HAVE YOU LOST YOUR collective editorial minds? Seven pages devoted to an angry, Alberta egomaniac who may or may not have reached the summit of Everest six years ago? Outside of the other members of Byron Smith’s tarnished expedition and a relatively few mountain climbers who happen to read Maclean’s, who actually cares what problems this guy has, or what manifested them in the first place? This story may have deserved a few hundred words as a news brief, but not seven pages about angst, rage, bad manners and civil contracts. Perhaps the editors should consider a trip to Nepal. The fresh air may help them focus. TomPhilp, Colborne, Ont.

ROCK WITH ROOTS

I WAS SURPRISED to see your article about the two Mennonite musicians from Leamington, Ont., who make up the Sunparlour Players (“Indie rock served up with basil jelly,” Music, Nov. 27). Last September, I had the pleasure of seeing them perform here in Brantford. Not only were they one of the best, most exciting live bands I have ever seen, but they were genuine and friendly. My mother even likes the preserves they sell at their shows. Congratulations on finding such a wonderful, distinct band. Hopefully you will continue to spread the word about good Canadian alternative music that people might not have had the opportunity to hear about. Corrigan Hammond, Brantford, Ont.

SMART HOCKEY

THANK YOU so much for your editorial on the benefits of creative, fast-paced hockey (“Hockey’s new face: the kids are alright,” From the editors, Nov. 20). Having just returned from a hockey tournament in Fort Nelson, B.C., where the new rules about clutching, grabbing and hooking were enforced, it was a total delight to play in the faster game. The best news was no injuries due to high sticks. My grandchildren, from Junior A to Atom, both girls and boys, are also enjoying playing under these rules and it is a lot more fun watching their games. Now the only objective is to get that loud dinosaur who advocates going backwards and returning to the glorification of violence off the CBC. Floyd Crowley, Summit Lake, B.C.

IN PASSING

Anita O’Day, 87, singer whose smooth yet energetic voice made her a leading figure in jazz during the 1940s and ’50s. But in addition to signature renderings of Sweet Georgia Brown and Honeysuckle Rose, she led a wild life.
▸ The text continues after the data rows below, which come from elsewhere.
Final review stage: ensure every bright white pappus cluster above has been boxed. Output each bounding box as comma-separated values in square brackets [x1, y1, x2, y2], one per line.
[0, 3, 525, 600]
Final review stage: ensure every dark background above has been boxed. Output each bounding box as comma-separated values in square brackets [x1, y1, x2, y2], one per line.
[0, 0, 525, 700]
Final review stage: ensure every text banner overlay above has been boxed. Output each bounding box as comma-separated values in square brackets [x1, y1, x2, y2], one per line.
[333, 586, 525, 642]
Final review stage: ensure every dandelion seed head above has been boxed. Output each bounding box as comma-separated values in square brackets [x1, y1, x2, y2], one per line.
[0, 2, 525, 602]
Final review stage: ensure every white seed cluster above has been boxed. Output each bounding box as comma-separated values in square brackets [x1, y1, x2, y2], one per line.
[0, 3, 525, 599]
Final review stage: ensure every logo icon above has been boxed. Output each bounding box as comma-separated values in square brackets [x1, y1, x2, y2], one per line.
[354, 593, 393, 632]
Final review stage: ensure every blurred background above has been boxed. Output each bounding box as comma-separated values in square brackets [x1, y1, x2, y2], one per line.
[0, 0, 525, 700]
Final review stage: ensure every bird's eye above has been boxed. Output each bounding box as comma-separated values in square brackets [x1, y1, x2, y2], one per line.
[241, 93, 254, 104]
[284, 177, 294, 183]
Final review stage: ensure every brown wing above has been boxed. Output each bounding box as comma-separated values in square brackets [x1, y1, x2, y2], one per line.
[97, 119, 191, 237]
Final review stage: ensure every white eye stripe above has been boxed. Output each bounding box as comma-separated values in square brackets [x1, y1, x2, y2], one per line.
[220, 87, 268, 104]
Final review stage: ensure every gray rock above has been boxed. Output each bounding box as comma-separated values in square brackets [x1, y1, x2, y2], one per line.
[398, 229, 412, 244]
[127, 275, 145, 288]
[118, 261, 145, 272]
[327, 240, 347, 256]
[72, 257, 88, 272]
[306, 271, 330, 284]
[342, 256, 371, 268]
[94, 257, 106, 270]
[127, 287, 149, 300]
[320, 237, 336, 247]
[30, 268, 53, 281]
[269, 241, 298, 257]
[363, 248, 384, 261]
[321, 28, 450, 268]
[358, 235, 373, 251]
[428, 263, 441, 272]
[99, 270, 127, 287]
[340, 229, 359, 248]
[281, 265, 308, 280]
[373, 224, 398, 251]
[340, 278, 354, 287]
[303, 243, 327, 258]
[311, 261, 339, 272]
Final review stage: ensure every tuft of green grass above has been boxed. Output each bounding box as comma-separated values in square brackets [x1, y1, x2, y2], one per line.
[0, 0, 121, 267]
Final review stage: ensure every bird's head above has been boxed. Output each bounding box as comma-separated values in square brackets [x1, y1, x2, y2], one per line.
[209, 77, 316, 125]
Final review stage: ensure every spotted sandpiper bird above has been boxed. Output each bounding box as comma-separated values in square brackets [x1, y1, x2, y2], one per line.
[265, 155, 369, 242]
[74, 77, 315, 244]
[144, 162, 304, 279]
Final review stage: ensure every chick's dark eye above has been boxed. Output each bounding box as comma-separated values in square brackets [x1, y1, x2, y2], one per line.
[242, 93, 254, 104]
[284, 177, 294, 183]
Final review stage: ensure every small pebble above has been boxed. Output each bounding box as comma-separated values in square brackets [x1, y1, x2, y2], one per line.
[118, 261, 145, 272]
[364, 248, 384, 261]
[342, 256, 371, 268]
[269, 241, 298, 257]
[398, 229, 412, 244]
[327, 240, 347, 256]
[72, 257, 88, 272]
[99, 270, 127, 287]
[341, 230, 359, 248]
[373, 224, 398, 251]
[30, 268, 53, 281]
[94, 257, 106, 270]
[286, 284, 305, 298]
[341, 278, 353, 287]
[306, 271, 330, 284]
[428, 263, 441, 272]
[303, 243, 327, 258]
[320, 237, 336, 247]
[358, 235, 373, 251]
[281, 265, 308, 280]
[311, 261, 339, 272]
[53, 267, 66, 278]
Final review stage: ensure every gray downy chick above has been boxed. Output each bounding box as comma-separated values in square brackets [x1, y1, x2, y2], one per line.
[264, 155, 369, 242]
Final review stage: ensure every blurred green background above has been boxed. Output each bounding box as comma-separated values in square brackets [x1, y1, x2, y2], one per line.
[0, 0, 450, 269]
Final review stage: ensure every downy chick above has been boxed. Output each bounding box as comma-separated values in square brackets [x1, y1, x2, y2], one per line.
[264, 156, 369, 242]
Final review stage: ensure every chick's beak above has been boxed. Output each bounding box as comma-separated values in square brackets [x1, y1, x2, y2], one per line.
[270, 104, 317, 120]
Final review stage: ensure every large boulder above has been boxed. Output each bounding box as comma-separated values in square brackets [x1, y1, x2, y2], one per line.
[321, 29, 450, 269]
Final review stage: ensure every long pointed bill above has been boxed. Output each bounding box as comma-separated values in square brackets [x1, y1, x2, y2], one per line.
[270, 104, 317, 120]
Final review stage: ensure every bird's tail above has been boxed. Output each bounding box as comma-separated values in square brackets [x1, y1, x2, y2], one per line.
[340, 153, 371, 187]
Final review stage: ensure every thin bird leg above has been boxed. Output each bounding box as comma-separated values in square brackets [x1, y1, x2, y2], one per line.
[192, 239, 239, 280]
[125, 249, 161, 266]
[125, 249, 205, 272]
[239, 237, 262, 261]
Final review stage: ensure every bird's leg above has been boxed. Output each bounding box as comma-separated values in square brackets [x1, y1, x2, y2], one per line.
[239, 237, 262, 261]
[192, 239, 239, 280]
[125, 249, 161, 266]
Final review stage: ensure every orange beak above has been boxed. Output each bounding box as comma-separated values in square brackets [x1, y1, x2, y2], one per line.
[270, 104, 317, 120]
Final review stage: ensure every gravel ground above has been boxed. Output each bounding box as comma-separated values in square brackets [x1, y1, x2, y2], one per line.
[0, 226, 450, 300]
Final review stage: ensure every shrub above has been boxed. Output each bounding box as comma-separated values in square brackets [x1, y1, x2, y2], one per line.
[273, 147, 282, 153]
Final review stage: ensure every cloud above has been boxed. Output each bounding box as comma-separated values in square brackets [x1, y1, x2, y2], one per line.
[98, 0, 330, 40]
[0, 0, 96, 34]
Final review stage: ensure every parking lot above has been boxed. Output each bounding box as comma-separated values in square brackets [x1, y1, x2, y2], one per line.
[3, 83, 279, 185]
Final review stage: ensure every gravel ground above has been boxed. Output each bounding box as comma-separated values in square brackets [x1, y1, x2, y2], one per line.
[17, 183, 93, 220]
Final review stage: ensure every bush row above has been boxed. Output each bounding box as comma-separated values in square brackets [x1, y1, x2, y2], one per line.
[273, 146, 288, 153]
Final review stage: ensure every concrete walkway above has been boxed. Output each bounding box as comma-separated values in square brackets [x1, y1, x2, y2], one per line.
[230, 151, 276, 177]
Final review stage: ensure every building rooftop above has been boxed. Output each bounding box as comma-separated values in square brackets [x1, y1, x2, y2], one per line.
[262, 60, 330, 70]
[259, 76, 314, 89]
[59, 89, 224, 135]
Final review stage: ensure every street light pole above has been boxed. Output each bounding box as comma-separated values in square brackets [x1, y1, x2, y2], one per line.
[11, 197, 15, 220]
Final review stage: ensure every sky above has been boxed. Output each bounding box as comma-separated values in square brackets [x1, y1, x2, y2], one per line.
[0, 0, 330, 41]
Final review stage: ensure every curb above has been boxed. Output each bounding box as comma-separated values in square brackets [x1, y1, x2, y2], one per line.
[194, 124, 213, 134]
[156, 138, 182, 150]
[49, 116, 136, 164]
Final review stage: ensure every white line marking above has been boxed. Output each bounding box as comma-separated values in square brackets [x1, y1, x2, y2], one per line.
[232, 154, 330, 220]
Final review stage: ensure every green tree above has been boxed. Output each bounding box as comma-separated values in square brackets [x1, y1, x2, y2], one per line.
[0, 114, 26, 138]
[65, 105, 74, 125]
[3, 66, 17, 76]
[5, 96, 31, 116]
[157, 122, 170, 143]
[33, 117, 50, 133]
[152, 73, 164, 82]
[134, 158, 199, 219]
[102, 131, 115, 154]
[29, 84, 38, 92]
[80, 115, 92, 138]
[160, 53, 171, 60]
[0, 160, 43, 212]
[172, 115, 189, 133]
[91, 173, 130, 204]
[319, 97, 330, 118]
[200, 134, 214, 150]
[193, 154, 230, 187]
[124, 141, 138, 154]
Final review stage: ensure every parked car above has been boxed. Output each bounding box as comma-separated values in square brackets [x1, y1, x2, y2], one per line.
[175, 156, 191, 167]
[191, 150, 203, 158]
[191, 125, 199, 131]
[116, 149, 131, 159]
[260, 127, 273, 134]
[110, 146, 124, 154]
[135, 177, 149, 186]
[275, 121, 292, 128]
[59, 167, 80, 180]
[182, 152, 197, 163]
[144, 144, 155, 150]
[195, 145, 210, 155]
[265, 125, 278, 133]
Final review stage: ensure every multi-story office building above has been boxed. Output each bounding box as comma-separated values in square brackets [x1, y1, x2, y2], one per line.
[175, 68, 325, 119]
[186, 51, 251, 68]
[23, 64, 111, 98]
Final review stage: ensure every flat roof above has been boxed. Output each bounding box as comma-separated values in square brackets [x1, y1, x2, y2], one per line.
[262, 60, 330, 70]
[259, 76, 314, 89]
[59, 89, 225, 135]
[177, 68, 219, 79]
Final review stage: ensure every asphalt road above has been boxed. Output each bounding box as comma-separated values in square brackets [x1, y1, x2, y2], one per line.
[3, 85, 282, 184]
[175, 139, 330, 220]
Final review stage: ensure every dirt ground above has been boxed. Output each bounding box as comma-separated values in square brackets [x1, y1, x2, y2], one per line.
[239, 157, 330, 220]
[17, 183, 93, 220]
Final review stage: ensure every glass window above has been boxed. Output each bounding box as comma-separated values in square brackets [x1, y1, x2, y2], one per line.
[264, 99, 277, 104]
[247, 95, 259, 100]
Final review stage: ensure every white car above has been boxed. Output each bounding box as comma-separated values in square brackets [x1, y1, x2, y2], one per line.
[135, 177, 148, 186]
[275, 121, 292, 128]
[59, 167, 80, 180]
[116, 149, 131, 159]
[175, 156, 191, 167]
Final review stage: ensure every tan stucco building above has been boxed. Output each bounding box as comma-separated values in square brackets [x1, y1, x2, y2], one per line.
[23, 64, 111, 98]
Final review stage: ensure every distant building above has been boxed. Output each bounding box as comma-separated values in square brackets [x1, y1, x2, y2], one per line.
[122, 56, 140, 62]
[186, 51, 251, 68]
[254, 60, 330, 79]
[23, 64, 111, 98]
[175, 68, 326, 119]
A drug user, she was imprisoned in 1953 and later nearly died of a heroin overdose. O’Day chose her stage surname as a pig Latin synonym for money (“dough”).

Philippe Noiret, 76, French actor with the looks of Everyman. He appeared in 100 films over the span of 57 years, including Cinema Paradiso, Zazie dans le métro and a memorable turn in 1994 as the poet Pablo Neruda in II Postino.